Pada tahun 1920-an dan 1930-an, ketika kebun binatang menjadi lebih populer dan membangkitkan rasa ingin tahu tentang hewan liar, cerita yang terbit menekankan peran gajah sebagai hewan beban.
Pada tahun 1928, sutradara King Kong Merian Cooper dan Ernest Schoedsack menulis dan memotret sebuah cerita tentang penjinakan gajah afrika. Mereka mengklaim "binatang yang perkasa, setelah tunduk pada kecerdasan superior manusia, melayaninya dengan baik."
Kemudian, pada 1950-an dan 1960-an, kamera yang lebih kecil memudahkan pelaporan lapangan, dan budaya safari Afrika berkembang. Pada periode ini, laporan National Geographic tentang gajah telah berubah menjadi "gagasan bahwa Anda pergi ke habitat hewan, bukan sebaliknya," kata Andrews.
Ketika Quentin Keynes—cicit Charles Darwin—memotret sebuah cerita di Kenya pada tahun 1951, ceritanya berjudul "Africa’s Uncaged Elephants" dan dipotret dari rumah pohon khusus yang ia bangun di sabana.
Jebakan kamera yang pertama kali dibuat oleh Shiras juga mulai berevolusi menjadi unit yang lebih kecil dan lebih sensitif. Jebakan kamera ini dapat menangkap kehidupan sehari-hari hewan liar yang belum pernah ada sebelumnya.

Pergeseran ke konservasi
Hampir tidak ada cerita gajah yang diterbitkan pada tahun 1970-an.

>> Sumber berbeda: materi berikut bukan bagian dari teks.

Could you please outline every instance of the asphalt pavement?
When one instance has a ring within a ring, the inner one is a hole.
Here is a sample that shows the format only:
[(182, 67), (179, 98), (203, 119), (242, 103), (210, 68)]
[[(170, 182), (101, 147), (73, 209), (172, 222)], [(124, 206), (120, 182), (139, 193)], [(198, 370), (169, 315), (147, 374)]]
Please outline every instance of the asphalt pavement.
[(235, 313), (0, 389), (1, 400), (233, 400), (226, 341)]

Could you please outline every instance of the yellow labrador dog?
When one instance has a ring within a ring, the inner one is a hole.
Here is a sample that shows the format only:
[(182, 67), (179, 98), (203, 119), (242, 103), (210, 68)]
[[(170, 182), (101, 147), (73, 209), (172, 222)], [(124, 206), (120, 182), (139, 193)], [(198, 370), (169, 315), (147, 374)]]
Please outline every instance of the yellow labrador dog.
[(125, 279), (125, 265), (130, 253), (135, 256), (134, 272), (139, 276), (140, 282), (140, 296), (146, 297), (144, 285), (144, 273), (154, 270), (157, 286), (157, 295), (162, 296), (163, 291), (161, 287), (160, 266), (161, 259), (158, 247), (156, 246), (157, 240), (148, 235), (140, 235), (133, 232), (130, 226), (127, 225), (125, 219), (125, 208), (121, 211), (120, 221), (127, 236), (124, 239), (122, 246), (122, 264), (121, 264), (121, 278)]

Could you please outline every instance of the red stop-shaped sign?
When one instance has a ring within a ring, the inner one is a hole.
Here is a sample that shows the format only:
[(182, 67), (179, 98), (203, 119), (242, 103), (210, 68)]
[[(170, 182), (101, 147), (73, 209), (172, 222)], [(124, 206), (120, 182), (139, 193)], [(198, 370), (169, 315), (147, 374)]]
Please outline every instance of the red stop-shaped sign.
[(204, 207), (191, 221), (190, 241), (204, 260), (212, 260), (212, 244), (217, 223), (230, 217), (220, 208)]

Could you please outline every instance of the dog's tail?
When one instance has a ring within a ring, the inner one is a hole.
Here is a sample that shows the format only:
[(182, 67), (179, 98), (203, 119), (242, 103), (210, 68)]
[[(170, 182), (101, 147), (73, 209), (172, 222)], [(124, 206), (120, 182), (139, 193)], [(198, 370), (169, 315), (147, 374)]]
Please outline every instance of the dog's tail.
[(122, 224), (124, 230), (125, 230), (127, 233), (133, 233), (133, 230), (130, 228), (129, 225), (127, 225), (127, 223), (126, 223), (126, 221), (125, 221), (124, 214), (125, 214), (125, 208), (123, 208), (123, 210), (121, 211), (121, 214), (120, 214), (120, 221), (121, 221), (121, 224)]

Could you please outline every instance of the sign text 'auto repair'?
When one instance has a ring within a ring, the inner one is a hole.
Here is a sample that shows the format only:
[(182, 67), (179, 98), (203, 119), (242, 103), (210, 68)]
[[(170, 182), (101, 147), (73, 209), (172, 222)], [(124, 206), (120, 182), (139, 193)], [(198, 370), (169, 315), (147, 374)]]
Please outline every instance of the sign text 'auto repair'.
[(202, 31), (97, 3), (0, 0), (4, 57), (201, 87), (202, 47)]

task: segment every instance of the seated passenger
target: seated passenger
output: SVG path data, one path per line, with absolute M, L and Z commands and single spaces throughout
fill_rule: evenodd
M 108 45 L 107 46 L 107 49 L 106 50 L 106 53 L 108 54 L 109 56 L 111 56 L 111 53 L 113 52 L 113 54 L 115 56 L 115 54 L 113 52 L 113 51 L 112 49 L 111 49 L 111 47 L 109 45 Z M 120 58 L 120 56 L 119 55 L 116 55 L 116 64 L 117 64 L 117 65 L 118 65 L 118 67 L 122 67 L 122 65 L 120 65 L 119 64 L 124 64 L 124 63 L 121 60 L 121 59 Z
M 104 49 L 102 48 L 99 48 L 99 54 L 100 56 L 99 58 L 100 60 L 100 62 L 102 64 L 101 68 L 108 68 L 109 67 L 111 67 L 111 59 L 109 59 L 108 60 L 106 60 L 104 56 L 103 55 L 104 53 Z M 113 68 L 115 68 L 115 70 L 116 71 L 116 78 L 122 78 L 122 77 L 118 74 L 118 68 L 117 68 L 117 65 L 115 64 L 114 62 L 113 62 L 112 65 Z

Namun tahun 1980-an membawa serta era pelaporan konservasi, dimulai dengan artikel November 1980 “Africa’s Elephants: Can They Survive?” oleh seorang National Geographic Explorer bernama Iain Douglas-Hamilton dan istrinya, Oria.
Dua National Geographic Explorer, Beverly dan Dereck Joubert, kemudian memulai hal yang akan menjadi pekerjaan puluhan tahun mengamati dan mempelajari gajah afrika dengan karya Mei 1991 mereka, "Eyewitness to an Elephant Wake".

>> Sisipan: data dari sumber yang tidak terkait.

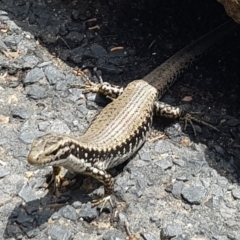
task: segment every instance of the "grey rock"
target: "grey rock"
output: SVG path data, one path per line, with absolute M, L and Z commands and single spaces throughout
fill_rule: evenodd
M 98 216 L 96 208 L 92 208 L 91 203 L 82 206 L 79 212 L 79 217 L 83 218 L 87 222 L 91 222 Z
M 236 199 L 240 199 L 240 187 L 236 187 L 232 190 L 232 195 Z
M 60 210 L 62 216 L 64 218 L 70 219 L 70 220 L 77 220 L 77 212 L 76 209 L 70 205 L 67 205 Z
M 3 39 L 4 43 L 7 45 L 7 47 L 17 50 L 16 47 L 17 44 L 22 40 L 23 36 L 20 35 L 9 35 Z
M 172 195 L 175 198 L 180 199 L 181 198 L 181 193 L 182 193 L 182 188 L 183 188 L 183 183 L 182 182 L 174 183 L 173 188 L 172 188 Z
M 82 203 L 79 202 L 79 201 L 75 201 L 72 206 L 75 208 L 75 209 L 79 209 L 82 207 Z
M 28 119 L 32 113 L 24 108 L 14 108 L 12 109 L 11 114 L 14 118 Z
M 142 154 L 139 154 L 141 160 L 144 161 L 151 161 L 151 155 L 148 152 L 143 152 Z
M 201 204 L 203 198 L 206 196 L 207 190 L 203 186 L 183 187 L 182 196 L 191 204 Z
M 28 184 L 23 185 L 22 189 L 18 193 L 18 196 L 21 197 L 25 202 L 30 202 L 38 199 L 35 191 Z
M 11 173 L 10 167 L 0 166 L 0 178 L 3 178 Z
M 103 235 L 102 239 L 103 240 L 125 240 L 126 237 L 122 232 L 118 230 L 109 230 Z
M 65 78 L 64 74 L 61 73 L 56 67 L 54 66 L 47 66 L 45 68 L 45 75 L 47 77 L 48 82 L 53 85 L 57 82 L 63 80 Z
M 157 240 L 151 233 L 144 232 L 141 234 L 141 236 L 146 240 Z
M 34 68 L 39 62 L 39 59 L 34 55 L 24 56 L 22 60 L 23 60 L 23 67 L 25 69 Z
M 25 83 L 25 84 L 35 83 L 35 82 L 38 82 L 39 80 L 43 79 L 44 77 L 45 77 L 45 75 L 44 75 L 43 70 L 36 67 L 27 73 L 26 77 L 23 80 L 23 83 Z
M 61 120 L 54 120 L 47 126 L 46 129 L 47 132 L 55 132 L 55 133 L 63 133 L 63 134 L 69 134 L 70 129 L 67 126 L 67 124 Z
M 182 228 L 179 225 L 169 225 L 161 229 L 161 239 L 173 238 L 182 234 Z
M 222 156 L 224 155 L 224 150 L 220 145 L 214 145 L 214 148 L 215 148 L 217 153 L 219 153 Z
M 170 157 L 161 159 L 156 161 L 156 165 L 162 168 L 162 170 L 166 170 L 168 168 L 171 168 L 173 166 L 172 159 Z
M 63 226 L 53 225 L 47 231 L 48 235 L 53 240 L 70 240 L 72 239 L 72 233 Z
M 44 87 L 33 85 L 28 91 L 27 96 L 34 100 L 44 99 L 47 97 L 47 90 Z

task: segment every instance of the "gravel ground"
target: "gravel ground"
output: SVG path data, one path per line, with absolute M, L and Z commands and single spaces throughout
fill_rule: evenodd
M 102 186 L 69 173 L 70 186 L 54 197 L 41 188 L 51 169 L 26 160 L 35 137 L 82 134 L 106 104 L 69 88 L 82 83 L 72 67 L 97 66 L 125 85 L 226 19 L 209 0 L 0 1 L 0 239 L 238 240 L 239 31 L 163 99 L 191 96 L 220 132 L 196 126 L 194 137 L 156 118 L 164 137 L 112 170 L 116 208 L 91 208 Z

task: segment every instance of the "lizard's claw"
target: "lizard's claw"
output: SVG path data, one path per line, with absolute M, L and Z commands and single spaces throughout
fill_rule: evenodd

Kisah itu adalah salah satu cerita yang pertama menunjukkan bahwa gajah memiliki "kehidupan batin yang emosional". Bahwa seperti manusia, gajah mendukakan kematian mereka, kata Lori Franklin, seorang editor di National Geographic Image Collection.
Liputan National Geographic tentang gajah memiliki dampak yang berarti bagi masyarakat, kata Franklin.